Sites podem perder US$ 22,8 bilhões por bloqueadores de publicidade

Perdas em 2016 são estimadas em US$ 41 bilhões.
Dados são de estudo publicado nesta segunda pelo Adobe e pela PageFair.

Da France Presse
Cartões clonados, prostituição e pedofilia: crimes escondidos no mundo dos jogos online (Foto: TV Globo) 
Bloqueadores de publicidade causam prejuízos a
sites que oferecem conteúdo gratuito, diz estudo
(Foto: Reprodução / TV Globo)
A utilização por parte dos internautas de softwares que bloqueiam publicidade pode custar aos sites pelo menos US$ 21,8 bilhões neste ano em todo o mundo, e mais US$ 41 bilhões em 2016, segundo um estudo publicado nesta segunda-feira (10).
A quantidade de internautas que utiliza este tipo de programas aumentou 41% nos últimos 12 meses, chegando a 198 milhões, segundo o estudo realizado pelo Adobe e pela sociedade irlandesa PageFair, especializada na recuperação dessas receitas perdidas.
Esta prática pode afetar os sites de internet que dependem das receitas publicitárias, sobretudo os que oferecem conteúdo gratuito, alerta o estudo, que afirma que "o bloqueio de publicidade representa agora uma ameaça existencial para o futuro dos conteúdos gratuitos na internet".
O diretor da PageFair, Sean Bleachfield, considera "trágico que os usuários de bloqueadores de publicidade causem sem desejar perdas de bilhões de dólares a seus sites preferidos".
"A medida que o bloqueio de publicidade se estende aos dispositivos móveis, há um grande perigo de que o modelo de atividade que sustentou a internet nas últimas duas décadas se desmorone", advertiu.

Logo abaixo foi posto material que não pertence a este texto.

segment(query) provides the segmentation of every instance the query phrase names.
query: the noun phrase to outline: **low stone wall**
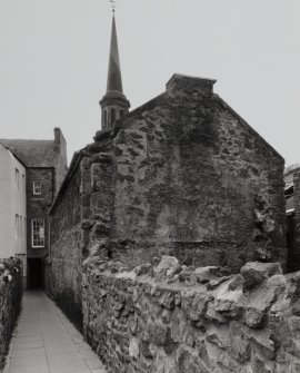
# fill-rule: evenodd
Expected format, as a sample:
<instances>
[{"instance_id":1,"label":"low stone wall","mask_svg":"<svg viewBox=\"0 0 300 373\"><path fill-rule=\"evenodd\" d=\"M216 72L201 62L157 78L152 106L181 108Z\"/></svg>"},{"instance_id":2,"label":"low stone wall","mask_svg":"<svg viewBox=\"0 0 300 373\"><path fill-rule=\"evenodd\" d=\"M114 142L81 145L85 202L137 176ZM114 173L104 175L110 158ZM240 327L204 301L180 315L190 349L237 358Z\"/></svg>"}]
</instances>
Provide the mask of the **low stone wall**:
<instances>
[{"instance_id":1,"label":"low stone wall","mask_svg":"<svg viewBox=\"0 0 300 373\"><path fill-rule=\"evenodd\" d=\"M109 372L300 372L300 272L279 264L230 275L170 256L131 272L93 258L82 300L84 335Z\"/></svg>"},{"instance_id":2,"label":"low stone wall","mask_svg":"<svg viewBox=\"0 0 300 373\"><path fill-rule=\"evenodd\" d=\"M0 259L0 370L21 308L22 267L18 258Z\"/></svg>"}]
</instances>

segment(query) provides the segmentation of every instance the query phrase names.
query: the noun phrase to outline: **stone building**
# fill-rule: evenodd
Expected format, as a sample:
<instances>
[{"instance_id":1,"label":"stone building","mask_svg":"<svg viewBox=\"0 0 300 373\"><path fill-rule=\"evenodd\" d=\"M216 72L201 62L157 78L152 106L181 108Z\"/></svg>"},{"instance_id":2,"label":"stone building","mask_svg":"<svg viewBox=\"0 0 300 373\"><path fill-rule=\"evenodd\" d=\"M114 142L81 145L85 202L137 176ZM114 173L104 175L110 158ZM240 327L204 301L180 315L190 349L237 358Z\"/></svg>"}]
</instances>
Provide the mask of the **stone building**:
<instances>
[{"instance_id":1,"label":"stone building","mask_svg":"<svg viewBox=\"0 0 300 373\"><path fill-rule=\"evenodd\" d=\"M283 158L212 79L176 73L127 112L114 18L109 61L102 129L74 155L50 210L49 293L81 323L82 261L286 267Z\"/></svg>"},{"instance_id":2,"label":"stone building","mask_svg":"<svg viewBox=\"0 0 300 373\"><path fill-rule=\"evenodd\" d=\"M59 128L54 128L53 140L0 139L0 144L26 169L27 283L28 287L39 287L49 252L48 213L67 173L67 144Z\"/></svg>"},{"instance_id":3,"label":"stone building","mask_svg":"<svg viewBox=\"0 0 300 373\"><path fill-rule=\"evenodd\" d=\"M18 256L26 264L26 167L0 144L0 258Z\"/></svg>"},{"instance_id":4,"label":"stone building","mask_svg":"<svg viewBox=\"0 0 300 373\"><path fill-rule=\"evenodd\" d=\"M300 165L284 170L284 196L287 200L288 271L300 269Z\"/></svg>"}]
</instances>

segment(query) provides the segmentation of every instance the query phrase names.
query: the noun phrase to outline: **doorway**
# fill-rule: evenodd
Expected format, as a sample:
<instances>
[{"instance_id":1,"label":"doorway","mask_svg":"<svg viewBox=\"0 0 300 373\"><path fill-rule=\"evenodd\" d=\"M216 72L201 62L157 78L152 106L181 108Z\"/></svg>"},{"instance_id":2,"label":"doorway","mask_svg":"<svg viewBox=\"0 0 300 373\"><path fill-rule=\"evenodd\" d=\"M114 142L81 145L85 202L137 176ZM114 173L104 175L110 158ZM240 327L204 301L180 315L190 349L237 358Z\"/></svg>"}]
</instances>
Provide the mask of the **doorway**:
<instances>
[{"instance_id":1,"label":"doorway","mask_svg":"<svg viewBox=\"0 0 300 373\"><path fill-rule=\"evenodd\" d=\"M42 259L40 257L28 258L27 261L27 287L41 288L43 286L42 279Z\"/></svg>"}]
</instances>

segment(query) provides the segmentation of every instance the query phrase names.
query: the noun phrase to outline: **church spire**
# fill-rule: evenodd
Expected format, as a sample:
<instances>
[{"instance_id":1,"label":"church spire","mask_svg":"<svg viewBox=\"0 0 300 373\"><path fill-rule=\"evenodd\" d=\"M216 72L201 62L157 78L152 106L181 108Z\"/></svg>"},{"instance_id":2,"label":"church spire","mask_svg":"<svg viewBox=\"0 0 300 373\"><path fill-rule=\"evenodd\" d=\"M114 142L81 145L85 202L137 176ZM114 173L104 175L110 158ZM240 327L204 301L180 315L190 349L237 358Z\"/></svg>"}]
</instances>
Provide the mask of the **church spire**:
<instances>
[{"instance_id":1,"label":"church spire","mask_svg":"<svg viewBox=\"0 0 300 373\"><path fill-rule=\"evenodd\" d=\"M102 129L111 128L112 124L127 114L130 107L122 88L114 11L112 16L107 92L99 104L102 111Z\"/></svg>"},{"instance_id":2,"label":"church spire","mask_svg":"<svg viewBox=\"0 0 300 373\"><path fill-rule=\"evenodd\" d=\"M111 91L117 91L121 94L123 92L114 13L112 16L108 86L107 86L107 92Z\"/></svg>"}]
</instances>

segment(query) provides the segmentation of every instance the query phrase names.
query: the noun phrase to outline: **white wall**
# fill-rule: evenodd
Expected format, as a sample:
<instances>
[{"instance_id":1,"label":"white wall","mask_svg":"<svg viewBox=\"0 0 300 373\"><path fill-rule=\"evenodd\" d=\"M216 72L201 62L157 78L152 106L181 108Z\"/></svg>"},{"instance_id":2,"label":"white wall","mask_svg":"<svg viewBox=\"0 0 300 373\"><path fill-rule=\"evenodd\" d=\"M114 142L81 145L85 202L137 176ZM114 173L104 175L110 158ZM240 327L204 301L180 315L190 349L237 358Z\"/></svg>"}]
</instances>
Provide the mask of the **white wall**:
<instances>
[{"instance_id":1,"label":"white wall","mask_svg":"<svg viewBox=\"0 0 300 373\"><path fill-rule=\"evenodd\" d=\"M19 186L16 169L19 170ZM26 168L0 144L0 257L27 254L26 218Z\"/></svg>"}]
</instances>

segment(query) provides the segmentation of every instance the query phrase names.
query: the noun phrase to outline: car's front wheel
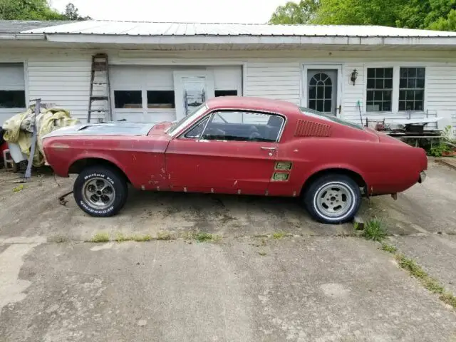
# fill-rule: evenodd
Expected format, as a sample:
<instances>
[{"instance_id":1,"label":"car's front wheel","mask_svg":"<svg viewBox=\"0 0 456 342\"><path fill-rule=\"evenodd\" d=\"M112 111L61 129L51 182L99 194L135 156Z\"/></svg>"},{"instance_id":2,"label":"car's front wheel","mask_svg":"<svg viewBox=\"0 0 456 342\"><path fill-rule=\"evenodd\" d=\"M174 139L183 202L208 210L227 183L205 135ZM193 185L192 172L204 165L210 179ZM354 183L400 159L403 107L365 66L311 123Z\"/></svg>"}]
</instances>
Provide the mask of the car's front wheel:
<instances>
[{"instance_id":1,"label":"car's front wheel","mask_svg":"<svg viewBox=\"0 0 456 342\"><path fill-rule=\"evenodd\" d=\"M339 224L353 219L361 204L359 185L345 175L326 175L307 188L304 201L317 221Z\"/></svg>"},{"instance_id":2,"label":"car's front wheel","mask_svg":"<svg viewBox=\"0 0 456 342\"><path fill-rule=\"evenodd\" d=\"M128 195L125 177L113 168L105 166L83 170L74 182L73 190L79 207L98 217L117 214Z\"/></svg>"}]
</instances>

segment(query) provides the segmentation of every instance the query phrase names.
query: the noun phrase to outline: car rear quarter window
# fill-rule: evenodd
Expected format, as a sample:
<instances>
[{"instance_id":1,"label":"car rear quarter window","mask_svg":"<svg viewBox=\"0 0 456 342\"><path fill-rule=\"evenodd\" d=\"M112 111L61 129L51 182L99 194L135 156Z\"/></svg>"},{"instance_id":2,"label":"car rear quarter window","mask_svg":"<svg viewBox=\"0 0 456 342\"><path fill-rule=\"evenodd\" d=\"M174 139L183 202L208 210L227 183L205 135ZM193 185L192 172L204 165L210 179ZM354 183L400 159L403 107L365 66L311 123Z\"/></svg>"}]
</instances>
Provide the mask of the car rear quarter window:
<instances>
[{"instance_id":1,"label":"car rear quarter window","mask_svg":"<svg viewBox=\"0 0 456 342\"><path fill-rule=\"evenodd\" d=\"M202 138L246 142L277 141L285 119L278 115L239 110L213 113Z\"/></svg>"}]
</instances>

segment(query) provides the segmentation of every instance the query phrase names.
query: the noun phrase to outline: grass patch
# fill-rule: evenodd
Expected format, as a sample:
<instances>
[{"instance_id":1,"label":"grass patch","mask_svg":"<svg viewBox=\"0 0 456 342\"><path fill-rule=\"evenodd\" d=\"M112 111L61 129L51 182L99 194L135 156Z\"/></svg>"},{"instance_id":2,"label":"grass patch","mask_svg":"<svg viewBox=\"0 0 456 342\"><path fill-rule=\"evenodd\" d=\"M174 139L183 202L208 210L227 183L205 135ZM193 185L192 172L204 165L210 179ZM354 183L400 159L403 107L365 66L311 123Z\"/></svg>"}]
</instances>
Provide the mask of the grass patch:
<instances>
[{"instance_id":1,"label":"grass patch","mask_svg":"<svg viewBox=\"0 0 456 342\"><path fill-rule=\"evenodd\" d=\"M123 242L125 241L135 241L137 242L144 242L146 241L152 240L152 236L146 234L145 235L135 234L135 235L124 235L123 233L117 233L115 234L115 241L118 242Z\"/></svg>"},{"instance_id":2,"label":"grass patch","mask_svg":"<svg viewBox=\"0 0 456 342\"><path fill-rule=\"evenodd\" d=\"M276 232L272 234L272 237L277 239L281 239L286 236L286 233L285 232Z\"/></svg>"},{"instance_id":3,"label":"grass patch","mask_svg":"<svg viewBox=\"0 0 456 342\"><path fill-rule=\"evenodd\" d=\"M145 234L144 235L133 235L132 237L132 239L136 242L145 242L146 241L152 240L152 236L148 234Z\"/></svg>"},{"instance_id":4,"label":"grass patch","mask_svg":"<svg viewBox=\"0 0 456 342\"><path fill-rule=\"evenodd\" d=\"M374 217L366 222L362 236L368 240L382 241L387 234L385 222L380 219Z\"/></svg>"},{"instance_id":5,"label":"grass patch","mask_svg":"<svg viewBox=\"0 0 456 342\"><path fill-rule=\"evenodd\" d=\"M182 234L186 240L196 240L197 242L218 242L222 240L220 235L206 232L187 232Z\"/></svg>"},{"instance_id":6,"label":"grass patch","mask_svg":"<svg viewBox=\"0 0 456 342\"><path fill-rule=\"evenodd\" d=\"M63 244L64 242L68 242L70 239L65 235L53 235L48 237L48 242L53 244Z\"/></svg>"},{"instance_id":7,"label":"grass patch","mask_svg":"<svg viewBox=\"0 0 456 342\"><path fill-rule=\"evenodd\" d=\"M395 253L396 252L398 252L398 249L393 246L392 244L382 244L382 247L380 247L380 249L382 249L383 251L386 251L386 252L389 252L390 253Z\"/></svg>"},{"instance_id":8,"label":"grass patch","mask_svg":"<svg viewBox=\"0 0 456 342\"><path fill-rule=\"evenodd\" d=\"M109 234L108 233L97 233L92 239L89 240L89 242L108 242L109 241Z\"/></svg>"},{"instance_id":9,"label":"grass patch","mask_svg":"<svg viewBox=\"0 0 456 342\"><path fill-rule=\"evenodd\" d=\"M415 261L400 254L395 254L395 257L400 267L418 279L429 291L440 294L445 292L443 286L437 280L430 277Z\"/></svg>"},{"instance_id":10,"label":"grass patch","mask_svg":"<svg viewBox=\"0 0 456 342\"><path fill-rule=\"evenodd\" d=\"M13 188L13 192L19 192L19 191L24 190L24 184L21 184L20 185L18 185L16 187Z\"/></svg>"},{"instance_id":11,"label":"grass patch","mask_svg":"<svg viewBox=\"0 0 456 342\"><path fill-rule=\"evenodd\" d=\"M169 232L159 232L157 233L157 240L171 240L172 239L173 237Z\"/></svg>"}]
</instances>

Os consumidores podem acrescentar a seu navegador de internet programas de bloqueio de publicidade. Espera-se que a próxima versão do iOS, o sistema operacional do iPhone e o iPad da Apple, incorpore um instrumento similar.

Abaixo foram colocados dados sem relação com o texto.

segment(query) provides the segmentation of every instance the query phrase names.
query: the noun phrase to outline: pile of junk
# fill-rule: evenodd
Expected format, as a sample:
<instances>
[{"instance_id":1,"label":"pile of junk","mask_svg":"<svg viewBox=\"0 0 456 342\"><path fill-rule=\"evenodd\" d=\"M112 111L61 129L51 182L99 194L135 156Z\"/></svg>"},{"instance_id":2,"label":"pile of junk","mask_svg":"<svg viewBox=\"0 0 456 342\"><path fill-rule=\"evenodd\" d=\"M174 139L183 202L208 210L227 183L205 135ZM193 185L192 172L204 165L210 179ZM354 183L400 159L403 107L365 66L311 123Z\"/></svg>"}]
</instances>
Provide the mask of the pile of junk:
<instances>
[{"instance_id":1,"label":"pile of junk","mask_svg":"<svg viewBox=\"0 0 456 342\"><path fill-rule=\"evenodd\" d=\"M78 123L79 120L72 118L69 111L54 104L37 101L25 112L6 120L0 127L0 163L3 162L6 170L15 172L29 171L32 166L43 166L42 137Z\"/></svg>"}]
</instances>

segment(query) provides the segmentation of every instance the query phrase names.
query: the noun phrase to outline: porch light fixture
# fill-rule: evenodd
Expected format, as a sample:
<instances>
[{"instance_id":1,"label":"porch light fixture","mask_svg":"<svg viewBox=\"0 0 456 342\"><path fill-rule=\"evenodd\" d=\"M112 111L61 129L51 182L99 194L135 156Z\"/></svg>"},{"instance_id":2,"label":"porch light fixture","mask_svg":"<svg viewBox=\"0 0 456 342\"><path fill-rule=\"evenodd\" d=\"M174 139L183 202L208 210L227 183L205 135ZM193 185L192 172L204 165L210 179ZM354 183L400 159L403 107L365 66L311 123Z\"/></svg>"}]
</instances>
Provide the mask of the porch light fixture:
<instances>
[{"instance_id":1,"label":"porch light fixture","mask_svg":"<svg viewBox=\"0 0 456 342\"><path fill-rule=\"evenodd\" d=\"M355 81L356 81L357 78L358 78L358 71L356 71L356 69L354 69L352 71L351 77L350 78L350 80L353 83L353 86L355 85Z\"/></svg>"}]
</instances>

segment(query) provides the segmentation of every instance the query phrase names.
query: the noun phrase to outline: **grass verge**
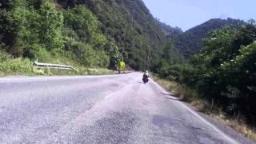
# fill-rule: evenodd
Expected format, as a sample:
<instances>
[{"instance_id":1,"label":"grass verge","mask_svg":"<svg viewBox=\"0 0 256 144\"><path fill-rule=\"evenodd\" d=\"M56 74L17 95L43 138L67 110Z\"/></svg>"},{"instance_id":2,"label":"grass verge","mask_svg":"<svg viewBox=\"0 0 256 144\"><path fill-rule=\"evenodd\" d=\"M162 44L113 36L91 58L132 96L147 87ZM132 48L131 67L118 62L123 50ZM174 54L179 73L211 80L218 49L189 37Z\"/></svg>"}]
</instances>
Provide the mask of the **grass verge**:
<instances>
[{"instance_id":1,"label":"grass verge","mask_svg":"<svg viewBox=\"0 0 256 144\"><path fill-rule=\"evenodd\" d=\"M56 61L55 62L62 64L62 62L65 62L64 60ZM74 62L64 64L73 64L77 70L38 69L33 66L31 61L28 58L14 58L10 55L0 51L0 77L13 75L103 75L114 74L114 71L107 69L102 69L102 71L92 71Z\"/></svg>"},{"instance_id":2,"label":"grass verge","mask_svg":"<svg viewBox=\"0 0 256 144\"><path fill-rule=\"evenodd\" d=\"M180 98L182 101L189 102L192 106L197 107L200 111L210 115L214 119L236 130L250 140L256 141L255 127L246 124L242 116L226 116L222 110L214 106L214 102L209 103L200 99L199 94L198 94L196 90L192 90L185 85L161 79L155 75L153 76L153 79L166 90Z\"/></svg>"}]
</instances>

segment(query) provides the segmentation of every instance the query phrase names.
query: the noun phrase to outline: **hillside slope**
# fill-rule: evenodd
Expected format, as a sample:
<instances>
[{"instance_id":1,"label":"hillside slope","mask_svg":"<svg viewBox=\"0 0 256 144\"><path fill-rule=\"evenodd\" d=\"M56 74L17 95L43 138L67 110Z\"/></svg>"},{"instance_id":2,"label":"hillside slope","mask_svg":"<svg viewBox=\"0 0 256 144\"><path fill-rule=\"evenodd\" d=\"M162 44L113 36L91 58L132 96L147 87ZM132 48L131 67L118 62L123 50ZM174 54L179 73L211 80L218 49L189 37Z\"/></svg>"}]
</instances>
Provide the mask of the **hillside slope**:
<instances>
[{"instance_id":1,"label":"hillside slope","mask_svg":"<svg viewBox=\"0 0 256 144\"><path fill-rule=\"evenodd\" d=\"M155 59L162 58L169 38L142 0L59 0L58 3L64 7L82 4L95 14L102 24L103 34L116 42L125 61L135 70L148 69ZM179 58L178 52L170 49Z\"/></svg>"},{"instance_id":2,"label":"hillside slope","mask_svg":"<svg viewBox=\"0 0 256 144\"><path fill-rule=\"evenodd\" d=\"M0 49L33 61L114 69L123 58L146 70L171 34L142 0L6 0L0 7Z\"/></svg>"},{"instance_id":3,"label":"hillside slope","mask_svg":"<svg viewBox=\"0 0 256 144\"><path fill-rule=\"evenodd\" d=\"M192 54L199 52L203 47L202 39L207 38L210 31L226 26L235 26L243 23L243 21L232 18L210 19L176 37L174 39L174 46L186 58L189 58Z\"/></svg>"}]
</instances>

"A maioria dos consumidores aceita o compromisso que implica a 'gratuidade' (on-line): te dou informação sobre mim em troca das suas séries de televisão, filmes, artigos de jornal, serviços. Mas isso termina quando começa a publicidade, que é intrusiva, chata ou impertinente", avaliou Campbell Foster, responsável pelo marketing de produtos do Adobe.